THE GOALIE thing has everyone's attention, as it should. Steve Mason is a better option than Ray Emery - it goes without saying. What you have to decide is whether Mason's absence from at least the start of the series with an annoyingly unspecified upper-body injury will be fatal.

I don't think it will be. Truthfully, there isn't a lot to choose between the teams. The Rangers have the best defenseman in the series (Ryan McDonagh) and they have the best goaltender in the series (Henrik Lundqvist). The Flyers have the more potent offense and the more balanced offense, with their seven 20-goal scorers.
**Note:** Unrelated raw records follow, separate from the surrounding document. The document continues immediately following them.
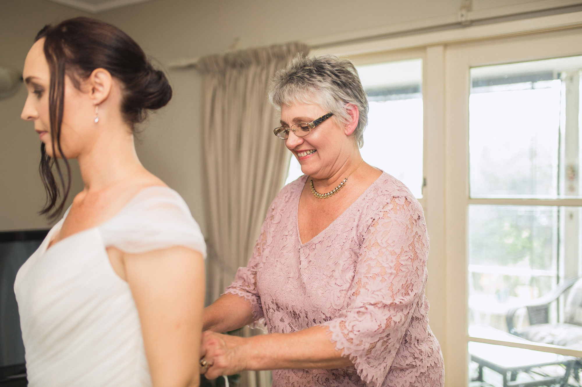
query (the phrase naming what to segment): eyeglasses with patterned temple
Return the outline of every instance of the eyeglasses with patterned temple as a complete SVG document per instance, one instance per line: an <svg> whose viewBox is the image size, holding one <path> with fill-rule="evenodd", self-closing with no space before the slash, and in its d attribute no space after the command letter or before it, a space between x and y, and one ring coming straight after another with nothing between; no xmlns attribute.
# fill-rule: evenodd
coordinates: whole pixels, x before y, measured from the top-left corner
<svg viewBox="0 0 582 387"><path fill-rule="evenodd" d="M281 139L287 139L289 137L289 131L292 131L293 134L298 137L303 137L309 134L311 129L322 123L325 120L333 115L333 113L328 113L319 117L317 120L314 120L311 122L300 122L293 124L290 128L283 128L279 127L273 129L273 132Z"/></svg>

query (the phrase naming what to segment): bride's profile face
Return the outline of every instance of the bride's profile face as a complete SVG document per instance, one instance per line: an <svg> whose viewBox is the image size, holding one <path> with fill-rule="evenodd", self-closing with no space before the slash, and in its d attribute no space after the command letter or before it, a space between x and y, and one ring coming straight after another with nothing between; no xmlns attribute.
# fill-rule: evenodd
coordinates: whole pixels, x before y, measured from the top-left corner
<svg viewBox="0 0 582 387"><path fill-rule="evenodd" d="M20 117L34 124L34 130L44 143L47 153L52 157L51 137L49 94L51 71L44 52L44 39L37 41L26 56L23 78L28 95ZM91 124L94 121L94 107L88 93L77 89L66 75L65 77L65 98L61 145L63 153L68 159L76 157L86 143L91 139ZM59 150L55 145L58 155Z"/></svg>

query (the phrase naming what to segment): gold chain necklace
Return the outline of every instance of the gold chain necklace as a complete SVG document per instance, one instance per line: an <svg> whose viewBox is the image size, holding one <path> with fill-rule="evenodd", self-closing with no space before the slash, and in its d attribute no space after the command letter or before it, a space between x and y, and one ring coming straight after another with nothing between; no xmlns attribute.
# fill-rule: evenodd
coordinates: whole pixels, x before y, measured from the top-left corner
<svg viewBox="0 0 582 387"><path fill-rule="evenodd" d="M362 163L363 162L364 162L364 159L362 159L362 160L360 162L360 164L358 165L358 166L356 167L356 169L359 168L360 166L361 165ZM315 187L313 187L313 179L312 178L311 181L309 182L309 186L311 187L311 193L313 193L313 195L314 196L315 196L316 198L319 198L320 199L327 199L328 198L329 198L332 195L335 195L336 193L338 193L338 192L339 191L340 189L343 188L344 185L346 185L346 182L347 181L347 178L349 177L352 173L356 171L356 169L352 171L352 173L350 173L349 175L347 175L347 177L342 180L342 182L339 183L339 185L338 185L338 187L335 187L327 193L320 193L317 191L315 191Z"/></svg>

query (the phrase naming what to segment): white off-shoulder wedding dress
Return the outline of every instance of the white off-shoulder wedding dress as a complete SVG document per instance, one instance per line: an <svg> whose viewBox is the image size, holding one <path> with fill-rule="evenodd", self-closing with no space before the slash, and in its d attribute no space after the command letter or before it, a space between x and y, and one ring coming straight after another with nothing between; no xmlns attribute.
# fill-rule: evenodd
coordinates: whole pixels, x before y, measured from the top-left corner
<svg viewBox="0 0 582 387"><path fill-rule="evenodd" d="M137 310L106 248L139 253L183 246L205 256L200 228L176 191L150 187L109 220L47 248L67 213L14 285L29 385L150 386Z"/></svg>

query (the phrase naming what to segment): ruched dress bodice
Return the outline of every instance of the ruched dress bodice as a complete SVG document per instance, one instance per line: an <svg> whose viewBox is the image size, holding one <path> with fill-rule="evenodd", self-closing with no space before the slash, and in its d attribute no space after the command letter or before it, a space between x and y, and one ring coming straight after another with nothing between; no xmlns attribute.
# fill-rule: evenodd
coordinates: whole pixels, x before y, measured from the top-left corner
<svg viewBox="0 0 582 387"><path fill-rule="evenodd" d="M200 227L177 192L151 187L108 221L48 248L66 216L15 282L29 385L150 386L137 309L106 249L183 246L205 255Z"/></svg>

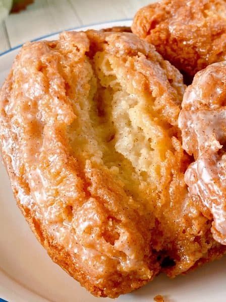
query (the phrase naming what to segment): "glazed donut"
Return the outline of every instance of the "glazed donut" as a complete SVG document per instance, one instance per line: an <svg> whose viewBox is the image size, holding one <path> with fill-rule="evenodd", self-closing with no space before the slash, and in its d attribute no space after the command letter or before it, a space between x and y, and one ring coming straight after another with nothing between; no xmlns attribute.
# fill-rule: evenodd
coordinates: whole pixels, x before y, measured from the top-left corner
<svg viewBox="0 0 226 302"><path fill-rule="evenodd" d="M213 218L214 239L226 245L226 62L199 71L186 91L179 126L183 147L195 162L185 182Z"/></svg>
<svg viewBox="0 0 226 302"><path fill-rule="evenodd" d="M18 206L52 259L95 295L224 252L184 181L185 88L145 41L88 31L25 44L1 90L2 154Z"/></svg>
<svg viewBox="0 0 226 302"><path fill-rule="evenodd" d="M190 77L226 58L224 0L163 0L136 13L132 31Z"/></svg>

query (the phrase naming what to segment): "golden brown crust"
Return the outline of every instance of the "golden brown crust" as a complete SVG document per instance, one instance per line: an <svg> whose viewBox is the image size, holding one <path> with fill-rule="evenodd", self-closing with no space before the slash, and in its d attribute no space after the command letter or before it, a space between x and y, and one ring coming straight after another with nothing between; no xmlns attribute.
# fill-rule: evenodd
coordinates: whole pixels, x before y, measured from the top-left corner
<svg viewBox="0 0 226 302"><path fill-rule="evenodd" d="M225 62L197 73L184 96L179 119L183 147L194 157L185 181L202 212L213 217L214 239L226 245Z"/></svg>
<svg viewBox="0 0 226 302"><path fill-rule="evenodd" d="M95 31L25 44L3 87L2 153L18 205L53 260L95 295L224 252L184 181L184 89L152 45Z"/></svg>
<svg viewBox="0 0 226 302"><path fill-rule="evenodd" d="M224 0L164 0L141 9L133 32L190 76L226 57Z"/></svg>

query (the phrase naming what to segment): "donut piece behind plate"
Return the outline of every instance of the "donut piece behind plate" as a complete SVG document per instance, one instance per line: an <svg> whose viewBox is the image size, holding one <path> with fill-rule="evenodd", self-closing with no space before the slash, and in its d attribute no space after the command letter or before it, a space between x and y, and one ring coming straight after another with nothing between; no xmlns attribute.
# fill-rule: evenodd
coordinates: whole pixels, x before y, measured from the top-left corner
<svg viewBox="0 0 226 302"><path fill-rule="evenodd" d="M195 162L185 181L206 217L214 239L226 245L226 62L196 74L179 119L184 148Z"/></svg>
<svg viewBox="0 0 226 302"><path fill-rule="evenodd" d="M192 77L225 59L225 16L224 0L164 0L138 11L132 29Z"/></svg>
<svg viewBox="0 0 226 302"><path fill-rule="evenodd" d="M181 74L131 33L27 43L2 89L2 152L52 259L118 296L222 254L188 194Z"/></svg>

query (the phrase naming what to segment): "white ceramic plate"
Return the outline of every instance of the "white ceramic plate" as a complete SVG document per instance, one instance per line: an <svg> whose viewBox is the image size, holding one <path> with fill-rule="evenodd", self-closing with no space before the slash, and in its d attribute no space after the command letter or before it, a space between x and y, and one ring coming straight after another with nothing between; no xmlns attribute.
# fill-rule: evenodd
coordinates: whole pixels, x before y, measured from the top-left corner
<svg viewBox="0 0 226 302"><path fill-rule="evenodd" d="M121 21L89 28L130 26L131 23L131 21ZM44 38L57 37L58 34L54 34ZM18 47L0 55L0 86L19 49ZM2 164L0 175L0 297L9 302L112 301L92 296L53 263L17 208ZM225 302L225 273L224 258L174 279L160 275L140 289L116 300L151 302L155 295L161 294L166 297L166 302Z"/></svg>

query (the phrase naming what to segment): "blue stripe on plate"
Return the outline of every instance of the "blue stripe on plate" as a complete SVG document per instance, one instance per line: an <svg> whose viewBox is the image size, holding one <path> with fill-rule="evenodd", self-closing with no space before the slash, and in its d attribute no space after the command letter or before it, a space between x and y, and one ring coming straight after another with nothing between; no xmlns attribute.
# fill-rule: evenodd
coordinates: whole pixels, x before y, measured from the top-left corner
<svg viewBox="0 0 226 302"><path fill-rule="evenodd" d="M63 31L67 31L69 30L76 30L76 29L78 29L78 28L81 28L82 29L82 28L84 28L84 27L87 27L88 26L94 26L94 25L101 25L101 24L107 24L108 23L112 23L113 22L123 22L124 21L132 21L132 19L122 19L120 20L115 20L113 21L107 21L107 22L101 22L101 23L93 23L92 24L88 24L88 25L83 25L83 26L80 26L80 27L78 26L77 27L73 27L72 28L68 28L67 29L64 29L63 30L61 30L60 31L55 32L54 33L52 33L51 34L49 34L48 35L41 36L41 37L39 37L39 38L36 38L35 39L33 39L33 40L31 40L31 41L30 42L34 42L34 41L37 41L38 40L42 40L43 39L45 39L46 38L48 38L48 37L50 37L51 36L53 36L54 35L57 35L58 34L60 34L60 33L62 33ZM9 52L10 52L11 51L12 51L13 50L15 50L15 49L17 49L18 48L21 47L21 46L22 46L24 44L24 43L20 44L19 45L17 45L17 46L15 46L15 47L13 47L12 48L10 48L10 49L8 49L8 50L6 50L6 51L4 51L3 52L1 53L0 57L1 57L2 55L4 55L4 54L6 54L7 53L8 53ZM1 302L1 300L0 300L0 302Z"/></svg>

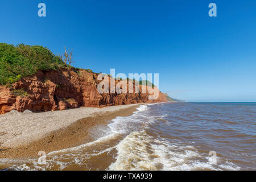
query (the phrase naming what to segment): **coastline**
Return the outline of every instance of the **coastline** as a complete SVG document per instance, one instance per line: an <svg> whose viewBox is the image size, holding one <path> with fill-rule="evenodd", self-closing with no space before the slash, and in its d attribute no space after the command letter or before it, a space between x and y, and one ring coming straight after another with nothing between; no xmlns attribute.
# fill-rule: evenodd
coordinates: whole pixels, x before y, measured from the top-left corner
<svg viewBox="0 0 256 182"><path fill-rule="evenodd" d="M90 140L88 129L131 115L141 105L1 115L0 159L38 158L41 151L48 154L85 143Z"/></svg>

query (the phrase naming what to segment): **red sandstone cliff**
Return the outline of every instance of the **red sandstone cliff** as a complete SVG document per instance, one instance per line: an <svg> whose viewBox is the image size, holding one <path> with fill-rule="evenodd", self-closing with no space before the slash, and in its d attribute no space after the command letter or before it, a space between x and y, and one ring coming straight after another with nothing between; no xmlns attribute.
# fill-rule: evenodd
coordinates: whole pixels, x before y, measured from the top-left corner
<svg viewBox="0 0 256 182"><path fill-rule="evenodd" d="M73 68L61 68L57 71L38 71L34 75L22 78L11 87L0 85L0 114L12 110L20 112L27 109L45 111L80 106L98 107L167 101L158 90L158 98L154 100L148 100L148 92L100 94L97 85L101 81L97 80L97 76L98 74L88 73L85 70L77 72ZM13 90L20 89L26 92L27 96L14 95ZM141 91L141 89L140 85Z"/></svg>

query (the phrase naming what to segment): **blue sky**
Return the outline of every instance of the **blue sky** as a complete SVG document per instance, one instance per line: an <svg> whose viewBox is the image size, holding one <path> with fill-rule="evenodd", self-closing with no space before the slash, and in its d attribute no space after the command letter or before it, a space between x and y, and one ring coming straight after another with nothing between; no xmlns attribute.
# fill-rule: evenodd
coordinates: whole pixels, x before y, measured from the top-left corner
<svg viewBox="0 0 256 182"><path fill-rule="evenodd" d="M0 17L1 42L65 46L76 67L159 73L163 92L189 101L256 101L255 0L1 0Z"/></svg>

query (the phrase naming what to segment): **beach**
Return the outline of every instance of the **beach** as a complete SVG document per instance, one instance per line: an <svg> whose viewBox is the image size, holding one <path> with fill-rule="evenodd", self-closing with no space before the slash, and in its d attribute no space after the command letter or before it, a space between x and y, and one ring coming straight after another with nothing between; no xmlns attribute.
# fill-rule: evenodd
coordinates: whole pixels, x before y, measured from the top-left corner
<svg viewBox="0 0 256 182"><path fill-rule="evenodd" d="M139 105L1 115L0 159L36 158L39 151L47 154L84 144L90 140L89 129L131 115Z"/></svg>

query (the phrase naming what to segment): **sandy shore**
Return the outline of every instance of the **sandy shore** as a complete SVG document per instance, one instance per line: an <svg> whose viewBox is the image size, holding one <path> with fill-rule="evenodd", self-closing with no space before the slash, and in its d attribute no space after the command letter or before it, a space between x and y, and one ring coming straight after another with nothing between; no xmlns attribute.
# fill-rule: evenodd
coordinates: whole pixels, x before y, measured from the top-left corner
<svg viewBox="0 0 256 182"><path fill-rule="evenodd" d="M139 104L0 115L0 158L35 158L89 140L88 129L131 115Z"/></svg>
Quietly, given the scoring that Mark Streit has contributed in the last couple of weeks and given the addition near the trade deadline of Andrew MacDonald (and the stabilizing effect he has had on everything, but particularly Luke Schenn), the Flyers might have the deeper overall defense.

First-round series in this sport are always a crapshoot, which is why we like them so much. That said, my history in picking this round is decidedly mediocre. With that, if you think it is all about the goalies and only about the goalies, the series is over before it starts. But if the whole balance thing that the Flyers have been demonstrating all season means anything, there is a whole lot more going on here than that.

Flyers in 7

Frank Seravalli

ADMITTEDLY, I wasn't a believer in October - not after a training camp that seemed as lifeless as the end of the 2012-13 lockout season. Check the Daily News archives for proof: I did not pick the Flyers to make the playoffs.

Yes, I did predict Peter Laviolette would be fired - but who could have guessed it would happen in the manner it did? Three games into the season?! The details are still baffling.

And to be completely honest, by the time the holiday season rolled around, I didn't even envision the regular season to play out as well for the Flyers as it did.

Somewhere along the line - maybe on that post-Christmas road swing out West that included an overtime win in New Jersey on the way back? - this Flyers team made a believer out of me.

There is just something about the chemistry, the makeup of this dressing room that gives me a different feeling - one that screams the Flyers have a deep Stanley Cup playoff run in front of them. Perhaps, it is the franchise record 11 third-period comebacks. Or the tough-love coach in Craig Berube that has the once-fragile Flyers as confident as they've been since 2010.

This series will be won or lost on the boards - not in net.

That is why I'm not convinced Ray Emery being in net for Game 1 needs to alter my outlook for the Flyers. His numbers this season aren't pretty (9-12-2, .903 save percentage and 2.96 goals against average) but his quality of competition, even since the Olympic break, has been off the charts. He has faced San Jose, Los Angeles, Chicago, St. Louis, Tampa Bay, Pittsburgh and Boston since Feb. 27. The quickness Emery lacks in net, he may make up for it in experience - having led Ottawa to the Stanley Cup final in 2007.

I know the Flyers have not won at Madison Square Garden since Feb. 20, 2011 - a span of eight straight losses. With different coaches, different players, heck, even different seats after a $1 billion renovation, how much does that statistic mean? The Flyers say it isn't something they're thinking about.

Rangers defenseman Ryan McDonagh is not 100 percent after a left-shoulder injury. Henrik Lundqvist, who has owned the Flyers, hasn't done a whole heck of a lot in the playoffs and is coming off his worst regular season since 2008-09.

The Flyers have a significantly more potent offense, more wins than the Rangers since Nov. 7, and closed the regular season with the toughest 30-day schedule in the NHL. That has to count for something.

I believe these teams are much more evenly matched than a losing streak at the Garden would explain. This team fooled me - and a lot of others - once this season. Not again.